The platform, located in Green Canyon Block 780, is the centerpiece of BP’s $9-billion Mad Dog Phase 2 project, which extends the life of the super-giant oil field discovered in 1998. It is one of nine high-margin major projects that the operator plans to start up by the end of 2025 globally.
Operating in 4,500 ft of water about 190 miles south of New Orleans, Louisiana, Argos stands 27 stories tall. The platform has a deck the length and width of an American football field and weighs more than 60,000 tons. The name Argos, chosen by the project team and an employee survey, is a reference to Odysseus’ loyal dog from Homer’s "The Odyssey" and a nod to the Mad Dog spar located 6 miles northeast.
“Projects like Argos don’t just happen,” said Ewan Drummond, senior vice president, projects, production, and operations for BP. “They take years of careful planning, execution excellence, and brilliant teamwork.
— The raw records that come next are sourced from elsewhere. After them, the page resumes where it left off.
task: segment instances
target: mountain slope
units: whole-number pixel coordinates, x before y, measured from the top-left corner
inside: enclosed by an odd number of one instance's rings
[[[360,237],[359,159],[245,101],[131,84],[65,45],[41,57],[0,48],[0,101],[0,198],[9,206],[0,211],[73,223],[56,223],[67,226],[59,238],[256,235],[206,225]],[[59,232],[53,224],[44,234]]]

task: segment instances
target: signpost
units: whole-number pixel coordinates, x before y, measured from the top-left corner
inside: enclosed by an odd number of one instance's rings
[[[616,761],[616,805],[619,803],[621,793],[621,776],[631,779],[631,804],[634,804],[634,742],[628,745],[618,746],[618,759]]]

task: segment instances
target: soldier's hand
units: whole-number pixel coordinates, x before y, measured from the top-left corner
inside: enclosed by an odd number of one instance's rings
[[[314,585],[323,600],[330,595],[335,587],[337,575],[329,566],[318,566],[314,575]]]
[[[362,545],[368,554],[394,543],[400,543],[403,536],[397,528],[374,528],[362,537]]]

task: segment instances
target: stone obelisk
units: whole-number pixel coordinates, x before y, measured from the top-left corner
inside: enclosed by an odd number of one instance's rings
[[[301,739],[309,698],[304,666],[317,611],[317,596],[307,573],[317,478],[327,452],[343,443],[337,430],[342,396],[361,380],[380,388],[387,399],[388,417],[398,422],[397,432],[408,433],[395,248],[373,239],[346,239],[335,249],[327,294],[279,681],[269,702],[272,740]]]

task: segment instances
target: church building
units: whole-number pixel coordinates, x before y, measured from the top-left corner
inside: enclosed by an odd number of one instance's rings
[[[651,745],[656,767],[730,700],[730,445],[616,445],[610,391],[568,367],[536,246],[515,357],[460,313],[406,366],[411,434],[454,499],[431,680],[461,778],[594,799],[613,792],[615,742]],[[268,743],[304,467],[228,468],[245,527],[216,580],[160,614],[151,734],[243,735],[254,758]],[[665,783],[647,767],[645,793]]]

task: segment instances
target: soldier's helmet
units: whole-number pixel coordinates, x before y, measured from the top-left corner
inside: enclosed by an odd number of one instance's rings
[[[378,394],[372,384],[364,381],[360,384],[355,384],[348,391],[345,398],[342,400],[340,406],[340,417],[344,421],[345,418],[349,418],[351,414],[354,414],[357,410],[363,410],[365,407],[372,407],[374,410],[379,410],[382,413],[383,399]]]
Argos is key to our strategy of increasing our Gulf of Mexico production to around 400,000 barrels of oil equivalent per day by the middle of this decade.”
Argos is BP’s most digitally advanced platform operating in the GOM, featuring BP’s proprietary LoSal Enhanced Oil Recovery and Dynamic Digital Twin technologies. It boasts waterflood injection capacity of more than 140,000 B/D of low-salinity water to help increase oil recovery from the Mad Dog field. The platform also has a Dynamic Digital Twin, a BP patent-pending software that links complex data from the platform to 3D digital models of those systems, allowing remote operators wearing virtual reality headsets to access data in real time.
BP operates Argos with a 60.5% working interest. Co-owners include Woodside Energy (23.9%) and Chevron (15.6%).
The Mad Dog field, discovered in 1998, has been in production since 2005 through the Mad Dog production spar. Continued appraisal drilling in 2009 and 2011 doubled the resource estimate of the Mad Dog field to more than 5 billion BOE, creating the need for a second platform.
In the early 2010s, BP and partners simplified and standardized the original Argos design, reducing the overall project cost by about 60%. Construction began in March 2018 at Samsung Heavy Industries shipyard in South Korea. More than 15 million hours of work went into building the platform there.
The platform arrived at Kiewit Offshore Services fabrication yard in Ingleside, Texas, in April 2021 after taking a 2-month, 16,000-mile journey onboard the Boskalis BOKA Vanguard heavy transport vessel. After final preparations and regulatory inspections, Argos was towed 380 miles offshore to the wellsites for final hookup and commissioning work.